Evolutionary Algorithms Simulating Molecular Evolution: A New Field Proposal

James S. L. Browning Jr.,Daniel R. Tauritz,John Beckmann
2024-06-11
Abstract:The genetic blueprint for the essential functions of life is encoded in DNA, which is translated into proteins -- the engines driving most of our metabolic processes. Recent advancements in genome sequencing have unveiled a vast diversity of protein families, but compared to the massive search space of all possible amino acid sequences, the set of known functional families is minimal. One could say nature has a limited protein "vocabulary." The major question for computational biologists, therefore, is whether this vocabulary can be expanded to include useful proteins that went extinct long ago, or maybe never evolved in the first place. We outline a computational approach to solving this problem. By merging evolutionary algorithms, machine learning (ML), and bioinformatics, we can facilitate the development of completely novel proteins which have never existed before. We envision this work forming a new sub-field of computational evolution we dub evolutionary algorithms simulating molecular evolution (EASME).
Neural and Evolutionary Computing,Artificial Intelligence
What problem does this paper attempt to address?

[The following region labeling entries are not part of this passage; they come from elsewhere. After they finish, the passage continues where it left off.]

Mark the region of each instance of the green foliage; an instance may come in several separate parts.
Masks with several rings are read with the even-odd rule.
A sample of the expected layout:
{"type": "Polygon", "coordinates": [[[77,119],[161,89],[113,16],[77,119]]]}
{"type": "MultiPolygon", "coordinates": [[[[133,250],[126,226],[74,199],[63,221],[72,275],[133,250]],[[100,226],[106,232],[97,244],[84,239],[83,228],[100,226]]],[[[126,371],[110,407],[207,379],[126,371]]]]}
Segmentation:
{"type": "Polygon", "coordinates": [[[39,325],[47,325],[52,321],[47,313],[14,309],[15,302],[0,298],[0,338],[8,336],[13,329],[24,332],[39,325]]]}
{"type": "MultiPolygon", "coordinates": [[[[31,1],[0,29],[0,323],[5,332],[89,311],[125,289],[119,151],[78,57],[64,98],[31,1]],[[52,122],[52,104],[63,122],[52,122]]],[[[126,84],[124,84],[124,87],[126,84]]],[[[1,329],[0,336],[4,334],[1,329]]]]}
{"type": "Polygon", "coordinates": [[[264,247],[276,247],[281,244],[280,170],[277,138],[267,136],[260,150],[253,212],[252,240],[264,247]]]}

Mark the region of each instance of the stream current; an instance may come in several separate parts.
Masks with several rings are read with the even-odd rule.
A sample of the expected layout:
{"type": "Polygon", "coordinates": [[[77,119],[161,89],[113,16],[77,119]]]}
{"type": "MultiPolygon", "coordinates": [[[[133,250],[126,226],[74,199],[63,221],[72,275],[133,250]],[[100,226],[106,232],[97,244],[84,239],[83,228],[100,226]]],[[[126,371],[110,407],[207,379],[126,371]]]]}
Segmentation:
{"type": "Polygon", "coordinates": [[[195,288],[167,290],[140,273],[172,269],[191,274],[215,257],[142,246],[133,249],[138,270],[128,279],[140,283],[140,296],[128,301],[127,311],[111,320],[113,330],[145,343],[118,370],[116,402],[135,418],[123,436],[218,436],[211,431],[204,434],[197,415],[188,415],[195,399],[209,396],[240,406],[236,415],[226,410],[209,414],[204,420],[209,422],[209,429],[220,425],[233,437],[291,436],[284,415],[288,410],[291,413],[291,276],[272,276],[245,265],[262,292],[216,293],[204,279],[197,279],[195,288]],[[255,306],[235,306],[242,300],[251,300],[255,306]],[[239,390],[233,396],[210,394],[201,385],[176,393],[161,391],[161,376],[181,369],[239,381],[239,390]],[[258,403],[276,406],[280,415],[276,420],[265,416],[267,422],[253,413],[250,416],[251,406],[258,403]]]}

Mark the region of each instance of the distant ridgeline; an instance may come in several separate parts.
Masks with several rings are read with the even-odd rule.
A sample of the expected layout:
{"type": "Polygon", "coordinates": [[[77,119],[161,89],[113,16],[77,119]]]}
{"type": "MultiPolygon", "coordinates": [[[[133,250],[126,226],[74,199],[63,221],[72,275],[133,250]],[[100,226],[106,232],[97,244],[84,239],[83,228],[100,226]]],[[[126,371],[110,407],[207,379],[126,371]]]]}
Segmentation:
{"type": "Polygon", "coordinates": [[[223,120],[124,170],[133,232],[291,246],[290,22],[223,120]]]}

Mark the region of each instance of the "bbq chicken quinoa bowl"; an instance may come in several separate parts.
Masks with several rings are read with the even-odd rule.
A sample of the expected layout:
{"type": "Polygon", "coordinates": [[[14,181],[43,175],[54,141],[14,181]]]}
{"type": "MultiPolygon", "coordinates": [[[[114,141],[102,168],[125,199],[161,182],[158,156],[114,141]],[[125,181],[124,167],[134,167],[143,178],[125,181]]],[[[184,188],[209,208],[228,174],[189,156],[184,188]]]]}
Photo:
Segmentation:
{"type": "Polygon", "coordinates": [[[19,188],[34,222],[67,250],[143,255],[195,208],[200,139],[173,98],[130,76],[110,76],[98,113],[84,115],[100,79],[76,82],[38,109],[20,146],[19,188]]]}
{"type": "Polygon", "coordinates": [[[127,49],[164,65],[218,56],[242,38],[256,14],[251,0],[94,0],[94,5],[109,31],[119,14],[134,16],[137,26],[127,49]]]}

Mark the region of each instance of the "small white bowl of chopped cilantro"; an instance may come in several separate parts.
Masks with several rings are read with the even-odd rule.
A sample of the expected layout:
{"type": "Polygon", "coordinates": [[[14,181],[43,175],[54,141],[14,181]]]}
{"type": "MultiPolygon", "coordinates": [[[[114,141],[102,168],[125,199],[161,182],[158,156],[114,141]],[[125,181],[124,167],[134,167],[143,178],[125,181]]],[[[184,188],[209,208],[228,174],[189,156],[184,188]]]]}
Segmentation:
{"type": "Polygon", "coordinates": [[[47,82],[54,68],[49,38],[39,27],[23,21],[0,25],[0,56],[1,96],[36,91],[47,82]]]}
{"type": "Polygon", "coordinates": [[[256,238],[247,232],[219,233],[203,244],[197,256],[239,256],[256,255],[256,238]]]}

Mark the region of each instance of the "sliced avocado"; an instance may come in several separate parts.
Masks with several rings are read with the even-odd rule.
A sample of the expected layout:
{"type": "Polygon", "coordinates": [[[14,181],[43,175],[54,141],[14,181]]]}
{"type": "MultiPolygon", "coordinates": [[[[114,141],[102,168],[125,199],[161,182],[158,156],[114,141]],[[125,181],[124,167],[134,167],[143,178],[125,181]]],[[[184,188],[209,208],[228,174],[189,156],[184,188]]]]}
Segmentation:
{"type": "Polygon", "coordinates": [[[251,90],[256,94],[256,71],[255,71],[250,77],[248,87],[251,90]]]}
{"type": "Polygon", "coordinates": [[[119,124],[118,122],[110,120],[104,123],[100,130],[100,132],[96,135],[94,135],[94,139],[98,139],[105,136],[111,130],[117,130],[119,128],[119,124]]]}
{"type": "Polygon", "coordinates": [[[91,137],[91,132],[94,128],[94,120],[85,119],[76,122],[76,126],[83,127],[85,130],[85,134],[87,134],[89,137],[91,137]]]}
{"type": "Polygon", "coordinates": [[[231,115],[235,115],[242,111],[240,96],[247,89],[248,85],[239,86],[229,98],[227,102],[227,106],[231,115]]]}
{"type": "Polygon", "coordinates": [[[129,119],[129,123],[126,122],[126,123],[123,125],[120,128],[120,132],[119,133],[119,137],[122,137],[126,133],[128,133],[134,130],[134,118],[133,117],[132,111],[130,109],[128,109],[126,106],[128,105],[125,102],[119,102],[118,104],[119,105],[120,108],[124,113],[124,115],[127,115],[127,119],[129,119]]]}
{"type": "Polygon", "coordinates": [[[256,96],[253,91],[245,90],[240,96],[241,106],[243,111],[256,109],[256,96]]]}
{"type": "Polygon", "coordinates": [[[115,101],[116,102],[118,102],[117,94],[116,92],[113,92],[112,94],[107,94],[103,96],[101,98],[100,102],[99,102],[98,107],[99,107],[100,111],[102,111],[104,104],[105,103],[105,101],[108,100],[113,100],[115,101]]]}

The problem addressed in this paper is how to use evolutionary algorithms to simulate molecular evolution to expand the collection of known functional proteins and explore potential proteins with new functions. The paper mentions that despite the wide variety of proteins in nature, this collection is very limited compared to all possible combinations of amino acid sequences. The researchers suggest developing a new AI framework called Evolutionary Algorithm Simulation of Molecular Evolution (EASME) by combining evolutionary algorithms, machine learning, and bioinformatics to efficiently search the protein design space. They also propose biotechnological synthesis and screening methods to verify these search results. If successful, this approach has almost infinite applications in the field of biotechnology, such as optimizing key enzymes in photosynthesis to improve global agricultural production. The paper further discusses the previous work on EASME and the limitations of machine learning in understanding complex biological problems such as protein folding. The authors believe that evolutionary algorithms have an advantage in revealing the principles behind things and can generate solutions that are easy to understand rather than just imitating existing biological processes. They plan to use the EASME algorithm to explore and create new functional proteins that can be experimentally validated and potentially used in practical applications such as agriculture or drug development.